Training for functional strength gains means your body has to be able to execute movements where it has to recruit additional muscle in order to stabilise itself. A squat, for instance, may be a quad-dominant move, but you’re working everything from your glutes to your hip flexors to bring a weight up and down. This agility matters; without it, your potential strength threshold will be limited.

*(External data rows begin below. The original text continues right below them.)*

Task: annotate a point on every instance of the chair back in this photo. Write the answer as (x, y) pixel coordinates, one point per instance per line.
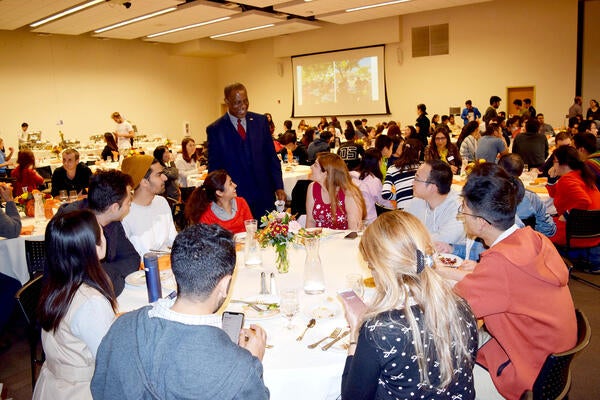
(35, 255)
(554, 379)
(582, 224)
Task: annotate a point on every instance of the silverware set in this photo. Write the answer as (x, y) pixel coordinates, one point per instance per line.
(335, 335)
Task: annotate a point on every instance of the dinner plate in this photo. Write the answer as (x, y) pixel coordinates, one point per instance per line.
(138, 279)
(448, 260)
(322, 308)
(250, 313)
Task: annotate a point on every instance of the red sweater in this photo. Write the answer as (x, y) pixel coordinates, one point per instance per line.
(236, 224)
(569, 192)
(520, 290)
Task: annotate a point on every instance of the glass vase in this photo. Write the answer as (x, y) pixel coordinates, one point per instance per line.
(282, 262)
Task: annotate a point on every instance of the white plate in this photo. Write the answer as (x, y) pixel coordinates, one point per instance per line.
(448, 260)
(250, 313)
(138, 279)
(322, 308)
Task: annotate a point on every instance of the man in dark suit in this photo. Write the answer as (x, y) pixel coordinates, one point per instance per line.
(240, 143)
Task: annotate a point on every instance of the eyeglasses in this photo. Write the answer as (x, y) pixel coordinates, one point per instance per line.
(461, 212)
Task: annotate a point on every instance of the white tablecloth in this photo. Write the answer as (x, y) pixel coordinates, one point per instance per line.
(291, 370)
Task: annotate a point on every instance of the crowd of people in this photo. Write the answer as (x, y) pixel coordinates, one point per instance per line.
(394, 183)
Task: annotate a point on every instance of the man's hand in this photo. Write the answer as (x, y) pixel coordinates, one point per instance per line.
(254, 340)
(280, 193)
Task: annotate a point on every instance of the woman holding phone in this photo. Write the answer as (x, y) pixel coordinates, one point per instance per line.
(386, 360)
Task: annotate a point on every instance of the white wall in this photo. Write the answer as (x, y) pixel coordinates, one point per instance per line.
(81, 81)
(492, 46)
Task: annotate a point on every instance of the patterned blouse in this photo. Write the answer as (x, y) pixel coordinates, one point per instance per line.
(385, 365)
(322, 211)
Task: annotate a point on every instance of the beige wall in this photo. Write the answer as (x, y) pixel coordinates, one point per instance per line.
(81, 81)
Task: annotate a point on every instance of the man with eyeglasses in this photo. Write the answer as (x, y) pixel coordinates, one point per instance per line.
(519, 288)
(436, 205)
(149, 224)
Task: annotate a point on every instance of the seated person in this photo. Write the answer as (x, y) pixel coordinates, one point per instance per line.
(217, 202)
(386, 360)
(27, 178)
(332, 200)
(529, 204)
(351, 152)
(435, 205)
(109, 198)
(73, 175)
(290, 144)
(77, 306)
(149, 224)
(175, 349)
(519, 288)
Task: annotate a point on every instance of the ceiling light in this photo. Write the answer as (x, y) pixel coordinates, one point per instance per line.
(138, 19)
(387, 3)
(242, 31)
(66, 12)
(188, 27)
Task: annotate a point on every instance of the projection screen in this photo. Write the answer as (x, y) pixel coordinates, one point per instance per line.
(346, 82)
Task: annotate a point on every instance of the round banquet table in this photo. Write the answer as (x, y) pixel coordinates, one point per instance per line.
(291, 370)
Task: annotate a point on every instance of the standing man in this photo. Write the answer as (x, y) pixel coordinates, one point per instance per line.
(491, 110)
(240, 143)
(470, 113)
(123, 132)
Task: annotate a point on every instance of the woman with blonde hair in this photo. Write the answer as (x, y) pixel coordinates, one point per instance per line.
(386, 360)
(331, 180)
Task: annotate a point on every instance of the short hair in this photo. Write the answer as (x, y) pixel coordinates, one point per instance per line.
(587, 141)
(440, 175)
(229, 89)
(491, 194)
(288, 137)
(71, 150)
(532, 125)
(201, 256)
(107, 188)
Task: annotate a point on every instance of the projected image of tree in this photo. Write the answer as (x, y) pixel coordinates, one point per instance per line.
(350, 80)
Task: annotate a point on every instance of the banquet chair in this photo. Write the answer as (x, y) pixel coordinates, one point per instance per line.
(554, 379)
(35, 256)
(28, 298)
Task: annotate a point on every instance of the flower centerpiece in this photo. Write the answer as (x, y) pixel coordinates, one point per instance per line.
(278, 230)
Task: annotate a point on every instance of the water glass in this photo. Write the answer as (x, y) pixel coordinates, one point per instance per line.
(289, 305)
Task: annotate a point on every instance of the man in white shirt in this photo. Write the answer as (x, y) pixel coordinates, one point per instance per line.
(436, 205)
(123, 132)
(149, 224)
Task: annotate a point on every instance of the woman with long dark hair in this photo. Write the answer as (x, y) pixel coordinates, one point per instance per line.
(77, 305)
(367, 176)
(397, 186)
(187, 161)
(575, 188)
(417, 338)
(217, 202)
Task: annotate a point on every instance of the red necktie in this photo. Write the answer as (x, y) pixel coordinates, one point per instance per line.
(241, 129)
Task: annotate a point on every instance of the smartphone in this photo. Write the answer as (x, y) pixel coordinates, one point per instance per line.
(232, 323)
(352, 302)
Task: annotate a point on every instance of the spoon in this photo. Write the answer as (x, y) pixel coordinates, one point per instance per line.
(310, 324)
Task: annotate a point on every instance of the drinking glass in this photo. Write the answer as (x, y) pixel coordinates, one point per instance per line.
(289, 305)
(355, 282)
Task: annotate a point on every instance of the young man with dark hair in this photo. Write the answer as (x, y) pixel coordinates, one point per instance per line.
(519, 288)
(176, 348)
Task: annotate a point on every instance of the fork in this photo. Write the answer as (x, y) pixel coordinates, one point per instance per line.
(333, 335)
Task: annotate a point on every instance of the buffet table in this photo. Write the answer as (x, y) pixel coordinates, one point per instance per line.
(291, 370)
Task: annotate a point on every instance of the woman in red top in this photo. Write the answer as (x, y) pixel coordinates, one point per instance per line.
(25, 173)
(576, 188)
(331, 180)
(216, 202)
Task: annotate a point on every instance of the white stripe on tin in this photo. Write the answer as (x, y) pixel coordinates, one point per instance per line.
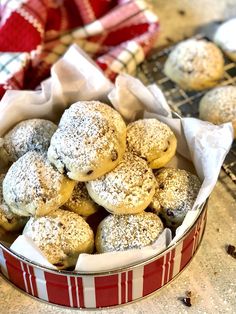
(195, 238)
(137, 285)
(163, 271)
(30, 280)
(201, 228)
(24, 277)
(69, 291)
(177, 259)
(89, 291)
(41, 284)
(126, 287)
(168, 271)
(3, 265)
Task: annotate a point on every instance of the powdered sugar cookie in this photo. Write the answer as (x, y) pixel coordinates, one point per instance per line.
(219, 106)
(175, 194)
(28, 135)
(90, 141)
(61, 236)
(128, 189)
(195, 64)
(124, 232)
(151, 140)
(8, 220)
(80, 202)
(33, 187)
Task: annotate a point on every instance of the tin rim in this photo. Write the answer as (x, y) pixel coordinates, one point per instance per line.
(114, 306)
(112, 271)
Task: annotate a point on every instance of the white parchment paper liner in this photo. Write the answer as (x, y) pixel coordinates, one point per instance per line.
(75, 77)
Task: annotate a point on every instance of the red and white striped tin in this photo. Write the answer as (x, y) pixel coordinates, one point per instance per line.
(104, 289)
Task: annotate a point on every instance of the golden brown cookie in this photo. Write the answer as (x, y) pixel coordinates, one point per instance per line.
(8, 220)
(128, 189)
(90, 141)
(195, 64)
(80, 202)
(151, 140)
(33, 187)
(61, 236)
(219, 106)
(175, 194)
(28, 135)
(124, 232)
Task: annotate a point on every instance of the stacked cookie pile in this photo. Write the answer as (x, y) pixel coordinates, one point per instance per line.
(92, 162)
(196, 65)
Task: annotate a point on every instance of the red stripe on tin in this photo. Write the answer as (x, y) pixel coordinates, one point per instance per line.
(172, 264)
(123, 288)
(152, 276)
(187, 249)
(14, 270)
(26, 276)
(106, 289)
(57, 289)
(130, 285)
(73, 292)
(80, 292)
(33, 280)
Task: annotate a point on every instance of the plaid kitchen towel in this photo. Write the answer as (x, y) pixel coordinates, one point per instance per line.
(117, 34)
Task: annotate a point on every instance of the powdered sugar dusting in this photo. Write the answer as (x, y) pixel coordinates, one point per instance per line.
(148, 137)
(123, 232)
(32, 181)
(89, 134)
(175, 194)
(60, 235)
(28, 135)
(219, 105)
(127, 186)
(8, 220)
(194, 64)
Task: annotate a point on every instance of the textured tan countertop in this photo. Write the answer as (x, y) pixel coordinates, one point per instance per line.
(211, 276)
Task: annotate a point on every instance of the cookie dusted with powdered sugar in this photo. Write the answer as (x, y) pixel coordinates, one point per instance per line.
(195, 64)
(33, 187)
(151, 140)
(61, 236)
(8, 220)
(90, 141)
(80, 202)
(175, 194)
(28, 135)
(219, 106)
(128, 189)
(124, 232)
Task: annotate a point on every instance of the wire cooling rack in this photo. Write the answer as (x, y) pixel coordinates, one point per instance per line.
(185, 103)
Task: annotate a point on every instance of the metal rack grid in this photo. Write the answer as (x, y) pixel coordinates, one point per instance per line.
(185, 103)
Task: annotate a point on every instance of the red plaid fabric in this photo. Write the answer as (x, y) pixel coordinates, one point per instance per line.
(35, 33)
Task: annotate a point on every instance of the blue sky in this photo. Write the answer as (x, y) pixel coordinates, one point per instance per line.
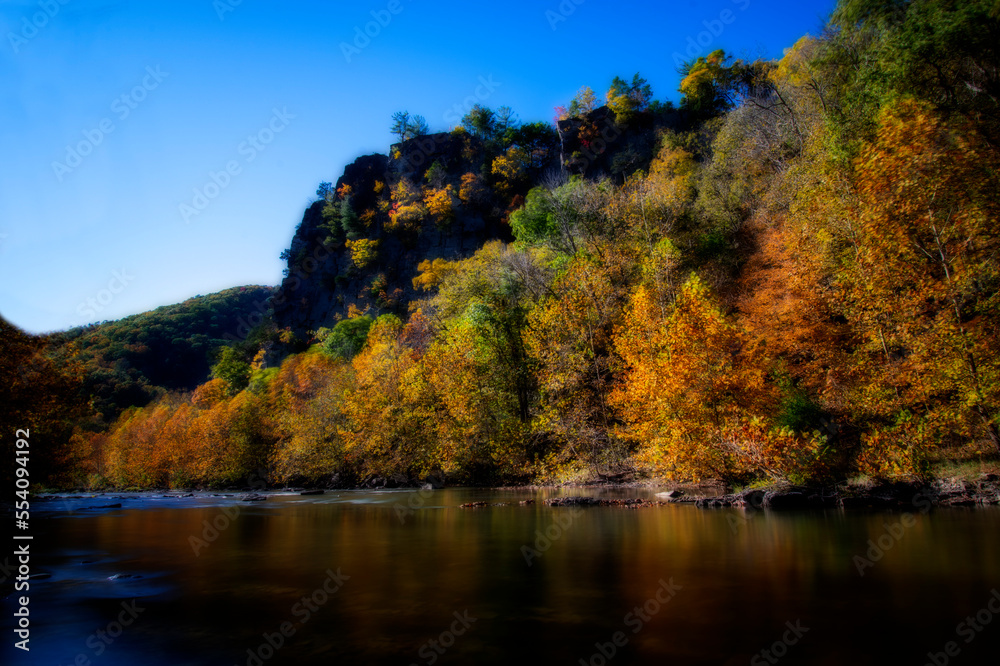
(116, 113)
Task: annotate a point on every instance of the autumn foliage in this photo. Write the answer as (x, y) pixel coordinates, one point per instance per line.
(800, 282)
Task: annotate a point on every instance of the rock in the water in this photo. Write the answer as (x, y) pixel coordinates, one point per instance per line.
(786, 500)
(124, 577)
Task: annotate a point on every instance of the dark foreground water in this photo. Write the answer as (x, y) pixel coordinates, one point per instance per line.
(359, 578)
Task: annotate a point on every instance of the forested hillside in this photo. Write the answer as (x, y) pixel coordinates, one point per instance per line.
(793, 274)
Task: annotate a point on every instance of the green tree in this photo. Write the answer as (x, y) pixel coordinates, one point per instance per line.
(626, 99)
(348, 337)
(232, 369)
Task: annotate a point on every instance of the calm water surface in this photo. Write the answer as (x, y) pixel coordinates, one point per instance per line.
(407, 575)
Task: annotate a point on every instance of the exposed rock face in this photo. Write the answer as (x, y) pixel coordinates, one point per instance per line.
(322, 281)
(601, 144)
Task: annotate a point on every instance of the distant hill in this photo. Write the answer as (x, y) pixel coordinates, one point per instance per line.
(130, 361)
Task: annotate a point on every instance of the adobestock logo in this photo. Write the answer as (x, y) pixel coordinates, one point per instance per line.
(92, 306)
(713, 30)
(218, 181)
(363, 37)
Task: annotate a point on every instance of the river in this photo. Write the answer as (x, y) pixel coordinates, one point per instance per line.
(408, 577)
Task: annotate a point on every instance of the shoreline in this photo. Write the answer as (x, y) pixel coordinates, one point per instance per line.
(952, 492)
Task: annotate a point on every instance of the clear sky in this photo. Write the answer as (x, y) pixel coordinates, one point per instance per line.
(114, 114)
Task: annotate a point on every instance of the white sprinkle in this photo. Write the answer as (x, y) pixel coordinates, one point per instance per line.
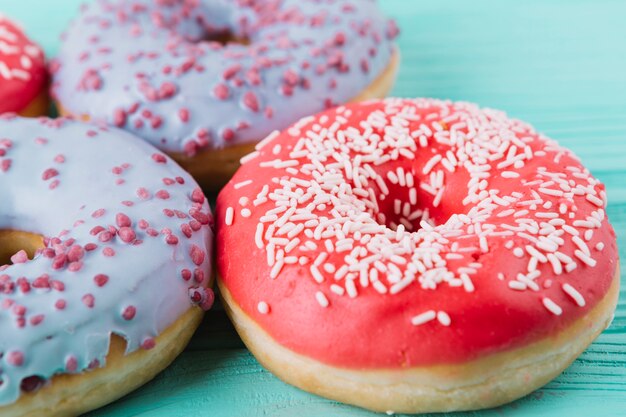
(595, 200)
(317, 275)
(574, 294)
(258, 236)
(551, 306)
(509, 174)
(430, 164)
(423, 318)
(263, 307)
(247, 158)
(589, 261)
(229, 216)
(443, 318)
(517, 285)
(242, 184)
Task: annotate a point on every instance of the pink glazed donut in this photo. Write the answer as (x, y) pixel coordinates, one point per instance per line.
(23, 74)
(106, 245)
(415, 256)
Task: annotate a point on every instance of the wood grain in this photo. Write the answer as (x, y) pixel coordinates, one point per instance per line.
(560, 65)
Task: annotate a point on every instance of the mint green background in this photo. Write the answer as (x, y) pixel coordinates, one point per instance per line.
(560, 65)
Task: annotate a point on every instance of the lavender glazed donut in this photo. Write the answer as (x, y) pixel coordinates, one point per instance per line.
(204, 80)
(120, 241)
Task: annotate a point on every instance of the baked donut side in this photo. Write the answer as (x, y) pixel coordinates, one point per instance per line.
(75, 394)
(23, 73)
(408, 237)
(477, 384)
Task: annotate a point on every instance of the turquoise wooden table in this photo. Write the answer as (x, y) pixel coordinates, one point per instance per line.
(560, 65)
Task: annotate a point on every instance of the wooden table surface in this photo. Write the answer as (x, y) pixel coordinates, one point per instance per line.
(560, 65)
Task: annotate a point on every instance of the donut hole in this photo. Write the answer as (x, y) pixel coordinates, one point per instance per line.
(14, 241)
(32, 383)
(399, 208)
(223, 37)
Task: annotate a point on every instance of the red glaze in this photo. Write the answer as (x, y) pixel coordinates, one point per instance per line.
(483, 314)
(23, 74)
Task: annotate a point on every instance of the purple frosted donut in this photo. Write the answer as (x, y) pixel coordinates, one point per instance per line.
(159, 70)
(121, 240)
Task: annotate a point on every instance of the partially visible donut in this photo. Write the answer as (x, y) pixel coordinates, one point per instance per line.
(205, 80)
(121, 237)
(415, 256)
(23, 73)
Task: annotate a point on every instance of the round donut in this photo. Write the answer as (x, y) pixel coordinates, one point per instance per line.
(205, 80)
(23, 73)
(111, 244)
(415, 256)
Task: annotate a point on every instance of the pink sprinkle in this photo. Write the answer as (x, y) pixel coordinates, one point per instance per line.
(162, 194)
(98, 213)
(119, 117)
(167, 90)
(204, 297)
(159, 158)
(251, 101)
(49, 173)
(5, 165)
(35, 320)
(57, 285)
(129, 313)
(105, 236)
(186, 274)
(122, 220)
(221, 91)
(71, 364)
(231, 71)
(75, 266)
(59, 261)
(20, 257)
(143, 193)
(291, 77)
(127, 234)
(186, 229)
(15, 358)
(90, 246)
(197, 255)
(75, 253)
(89, 300)
(198, 275)
(183, 114)
(101, 280)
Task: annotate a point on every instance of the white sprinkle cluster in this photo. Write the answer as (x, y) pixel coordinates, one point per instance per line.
(9, 47)
(349, 204)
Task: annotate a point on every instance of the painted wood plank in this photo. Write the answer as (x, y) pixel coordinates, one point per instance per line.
(560, 65)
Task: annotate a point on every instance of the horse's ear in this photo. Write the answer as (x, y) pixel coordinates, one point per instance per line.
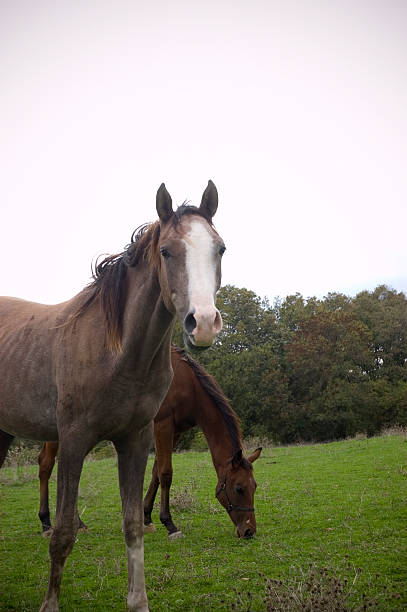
(255, 455)
(237, 458)
(209, 202)
(164, 204)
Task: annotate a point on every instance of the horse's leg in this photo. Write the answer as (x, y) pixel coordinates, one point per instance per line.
(165, 443)
(46, 462)
(150, 498)
(70, 462)
(132, 453)
(5, 441)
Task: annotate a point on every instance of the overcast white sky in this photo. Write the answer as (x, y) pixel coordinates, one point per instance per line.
(297, 110)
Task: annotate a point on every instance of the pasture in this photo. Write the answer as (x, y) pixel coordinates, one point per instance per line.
(332, 535)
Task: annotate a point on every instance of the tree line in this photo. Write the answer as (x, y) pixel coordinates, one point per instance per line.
(312, 369)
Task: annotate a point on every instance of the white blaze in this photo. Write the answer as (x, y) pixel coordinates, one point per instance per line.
(200, 266)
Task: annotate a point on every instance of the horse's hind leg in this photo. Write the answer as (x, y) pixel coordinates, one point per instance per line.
(46, 462)
(70, 462)
(5, 441)
(132, 453)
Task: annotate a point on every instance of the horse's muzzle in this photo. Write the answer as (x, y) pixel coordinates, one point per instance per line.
(201, 328)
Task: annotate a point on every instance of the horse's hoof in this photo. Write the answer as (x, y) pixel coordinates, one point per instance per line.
(176, 535)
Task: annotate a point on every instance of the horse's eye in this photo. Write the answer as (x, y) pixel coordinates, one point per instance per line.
(164, 252)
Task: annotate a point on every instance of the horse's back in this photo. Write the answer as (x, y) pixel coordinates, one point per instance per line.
(27, 389)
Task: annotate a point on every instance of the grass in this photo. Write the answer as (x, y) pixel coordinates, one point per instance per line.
(331, 536)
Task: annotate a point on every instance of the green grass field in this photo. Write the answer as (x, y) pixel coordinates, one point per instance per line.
(332, 535)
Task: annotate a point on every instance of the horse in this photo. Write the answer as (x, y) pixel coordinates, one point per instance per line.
(98, 366)
(194, 398)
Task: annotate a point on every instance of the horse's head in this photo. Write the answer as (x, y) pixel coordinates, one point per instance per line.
(235, 491)
(190, 271)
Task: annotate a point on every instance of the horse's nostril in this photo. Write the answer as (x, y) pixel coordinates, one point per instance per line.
(189, 323)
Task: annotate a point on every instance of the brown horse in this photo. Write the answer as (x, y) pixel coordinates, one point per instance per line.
(98, 366)
(194, 398)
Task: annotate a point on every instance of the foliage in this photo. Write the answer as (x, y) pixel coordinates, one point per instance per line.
(310, 369)
(329, 516)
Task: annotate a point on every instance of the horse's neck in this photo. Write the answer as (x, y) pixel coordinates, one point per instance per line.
(215, 430)
(147, 324)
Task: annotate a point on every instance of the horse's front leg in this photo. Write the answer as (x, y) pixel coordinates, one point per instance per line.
(5, 441)
(165, 441)
(132, 453)
(72, 453)
(150, 498)
(46, 462)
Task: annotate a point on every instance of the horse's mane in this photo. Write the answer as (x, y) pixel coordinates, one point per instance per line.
(108, 275)
(220, 400)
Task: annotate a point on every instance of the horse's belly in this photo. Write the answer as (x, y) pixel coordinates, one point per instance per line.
(27, 402)
(26, 419)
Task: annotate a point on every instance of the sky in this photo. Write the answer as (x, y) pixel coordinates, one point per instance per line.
(297, 110)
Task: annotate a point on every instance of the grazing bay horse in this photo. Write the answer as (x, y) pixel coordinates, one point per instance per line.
(98, 366)
(194, 398)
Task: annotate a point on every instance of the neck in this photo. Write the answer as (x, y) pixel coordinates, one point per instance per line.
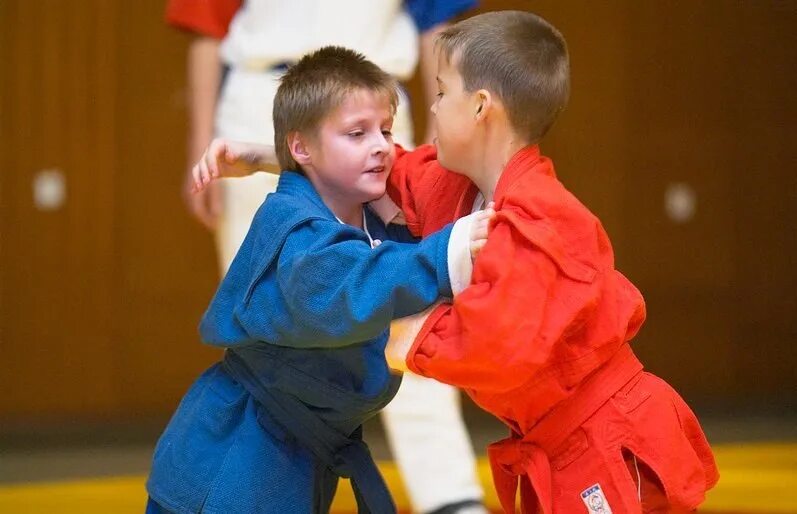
(347, 212)
(500, 148)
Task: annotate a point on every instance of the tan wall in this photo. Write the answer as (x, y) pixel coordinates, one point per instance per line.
(100, 299)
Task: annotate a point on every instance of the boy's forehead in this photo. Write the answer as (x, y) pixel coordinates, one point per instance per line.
(362, 103)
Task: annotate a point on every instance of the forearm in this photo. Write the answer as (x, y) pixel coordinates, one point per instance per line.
(204, 75)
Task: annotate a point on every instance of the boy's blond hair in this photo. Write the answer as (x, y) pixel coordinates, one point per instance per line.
(517, 56)
(315, 86)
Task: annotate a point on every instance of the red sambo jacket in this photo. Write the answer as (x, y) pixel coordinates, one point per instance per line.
(540, 339)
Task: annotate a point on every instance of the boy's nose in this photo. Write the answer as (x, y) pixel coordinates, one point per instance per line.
(382, 145)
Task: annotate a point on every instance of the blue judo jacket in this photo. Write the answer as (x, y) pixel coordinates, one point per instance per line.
(303, 313)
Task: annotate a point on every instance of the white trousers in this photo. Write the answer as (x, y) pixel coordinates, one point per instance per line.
(424, 424)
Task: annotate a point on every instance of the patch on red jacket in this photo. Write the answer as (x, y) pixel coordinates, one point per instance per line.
(595, 500)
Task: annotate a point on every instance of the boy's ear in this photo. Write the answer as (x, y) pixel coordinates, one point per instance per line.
(484, 102)
(297, 145)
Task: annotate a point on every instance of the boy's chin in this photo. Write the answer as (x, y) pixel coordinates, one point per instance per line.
(374, 192)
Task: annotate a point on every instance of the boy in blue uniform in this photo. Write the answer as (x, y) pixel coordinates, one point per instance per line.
(303, 313)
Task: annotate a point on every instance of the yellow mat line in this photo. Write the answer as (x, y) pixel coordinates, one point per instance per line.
(760, 478)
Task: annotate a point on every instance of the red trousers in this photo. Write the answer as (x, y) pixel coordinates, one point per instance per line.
(642, 450)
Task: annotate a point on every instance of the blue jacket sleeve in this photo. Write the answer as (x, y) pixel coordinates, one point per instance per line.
(428, 13)
(338, 291)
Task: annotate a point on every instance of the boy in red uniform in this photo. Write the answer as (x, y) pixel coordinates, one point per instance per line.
(539, 336)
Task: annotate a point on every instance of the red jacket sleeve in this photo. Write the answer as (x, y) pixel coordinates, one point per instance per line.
(427, 193)
(527, 295)
(206, 17)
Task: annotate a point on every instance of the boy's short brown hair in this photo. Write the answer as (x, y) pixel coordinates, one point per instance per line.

Niko Algieri, from Equilibrium: Total Balance, specialises in improving mobility in his clients. Use his agility workout as an addendum to you weekly routine, and you’ll be feeling more limber than you ever have before.

TRX Handstand

Technique: With the TRX feet stirrups a foot off the floor, get down on your knees facing away from the trainer. Place both feet in the stirrups and rise up into a press-up position. Slowly walk yourself backwards, pushing back against the TRX to create tension and a stable platform. Once almost vertical, hold the move for as long as possible before lowering yourself.

4 reps // 60 seconds rest // 4 sets

TRX atomic press-up

Technique: Place both feet in the TRX’s foot stirrups, hanging roughly a foot from the floor. Do one press-up and then bring your knees in to your chest. Push them back out again for one rep.

10-15 reps // 60 seconds rest // 3 sets

Bear crawls

Technique: Using the VertiMax’s waist belt, start out on all fours in front of the platform, crouched, ready to spring forward. Quickly race forward using opposing arms and legs to propel you forward. Once you can no longer fight the tension, crawl back for one rep.

3 reps // 60 seconds rest // 5 sets

Box jumps

Technique: Using a medium-height plyometric box, start standing in front of it on your toes. Squat down and spring into the air, landing on the platform. Land softly on the balls of your feet, balance and then hop back off for one rep.

10 reps // 90 seconds rest // 4 sets

 Squat jumps

Technique: For squat jumps you’ll need to use the waist belt and ankle straps. Start off standing on top of the VertiMax’s platform. Dip down into a wide-legged squat, raising your arms in front of you for balance. Spring vertically into the air, extending your legs and arms downwards, landing softly into the squat for one rep.